My father’s life reads like a detective romance novel, a veritable Dick Tracy meets Dr. Zhivago epic. His father, a military career officer, was a strong figure in Enrique’s early years, whose influence would aid him later in life. His years as a three time university student president and activist would soon take him around the world smack in the middle of political and social hot spots; from Havana to Prague, to Mexico City to Bogotá, founding student unions, leading university conferences, speaking out against injustice, championing the common man, and the rights of individuals.
Realizing the dangerous turn that his island nation had taken in 1959, he set out to join clandestine opposition groups hoping to save his fledgling democracy from the strangle hold of totalitarianism. They failed and his heroic efforts cost him 7 years in a prison gulag system replete with torture, firing squads, disease and hunger.
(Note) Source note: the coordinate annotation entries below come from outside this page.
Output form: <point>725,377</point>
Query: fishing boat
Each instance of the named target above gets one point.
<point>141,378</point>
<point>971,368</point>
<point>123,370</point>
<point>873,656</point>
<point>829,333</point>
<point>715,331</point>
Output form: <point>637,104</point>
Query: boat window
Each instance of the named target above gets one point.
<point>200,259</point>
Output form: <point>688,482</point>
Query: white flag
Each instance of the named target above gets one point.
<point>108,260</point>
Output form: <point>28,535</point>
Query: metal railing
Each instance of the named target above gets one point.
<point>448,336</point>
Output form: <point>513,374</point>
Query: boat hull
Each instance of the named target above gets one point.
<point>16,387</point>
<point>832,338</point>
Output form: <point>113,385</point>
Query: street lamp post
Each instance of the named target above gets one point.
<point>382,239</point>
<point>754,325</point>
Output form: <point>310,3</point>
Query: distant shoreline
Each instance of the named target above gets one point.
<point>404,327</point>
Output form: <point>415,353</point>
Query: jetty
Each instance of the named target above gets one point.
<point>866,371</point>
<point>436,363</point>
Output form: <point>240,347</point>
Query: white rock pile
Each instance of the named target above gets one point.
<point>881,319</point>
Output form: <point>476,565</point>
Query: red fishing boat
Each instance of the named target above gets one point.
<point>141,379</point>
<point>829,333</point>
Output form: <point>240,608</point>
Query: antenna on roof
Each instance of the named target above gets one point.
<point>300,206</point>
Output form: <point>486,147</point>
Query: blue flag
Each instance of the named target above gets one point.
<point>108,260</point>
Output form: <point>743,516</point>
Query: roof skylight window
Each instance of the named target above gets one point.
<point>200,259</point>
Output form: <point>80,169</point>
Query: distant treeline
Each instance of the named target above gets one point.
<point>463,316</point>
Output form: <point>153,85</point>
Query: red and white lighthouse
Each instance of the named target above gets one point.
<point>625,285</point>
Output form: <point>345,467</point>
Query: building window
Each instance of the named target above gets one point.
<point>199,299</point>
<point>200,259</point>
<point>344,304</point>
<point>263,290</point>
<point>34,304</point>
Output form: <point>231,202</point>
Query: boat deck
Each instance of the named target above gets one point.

My father never spoke to us about those years. It’s as if they never happened.
Somewhere between Prague and gulag, Enrique met Yolanda. They were both university students and upon his graduation in architecture they married and had three “awesome children!”
What I cherished most about my father was his love of abstract thought, political and social concepts and ideals. He was a constant thinker. And after keeping silent for almost 25 years regarding his revolutionary past, he decided to talk and began to receive international attention for his knowledge, participation and first hand accounts of mid 20th century Cuban history. He was interviewed by French, British and Spanish writers, journalists and film makers, top American biographers, PBS Boston, Miami talk radio and the list goes on.
This is a part of Enrique Ovares most of you know little about. We remember a successful local architect, whose projects included many houses here on Key Biscayne, constructions all over South Florida, the Keys, and even Saudi Arabia. My father was a great provider, prudent, modest, intelligent and wise. He was a joyful and gregarious, spontaneous man, warm and friendly – simpatico y carinoso - ! Y tremendo bailador!. He loved his family and especially his beloved grandsons who he adored and spoiled perhaps partially as a result of the years he spent in prison unable to love and spoil his own children. All the kids on the island knew him as “Aba!” His friends were everything to him. He spent hours at the yacht club, Versailles and La Carreta restaurants with his university buddies debating and arguing in rapid fire Cubanese about politics and Cuba, Cuba and more Cuba!
He lived a life most of us read about in novels. He’s in the history books. He’s in documentaries. But we here are the lucky ones. We got him up close and personal. He’s in our thoughts. He’s in our hearts. And so, he’s with us now, alive and forever.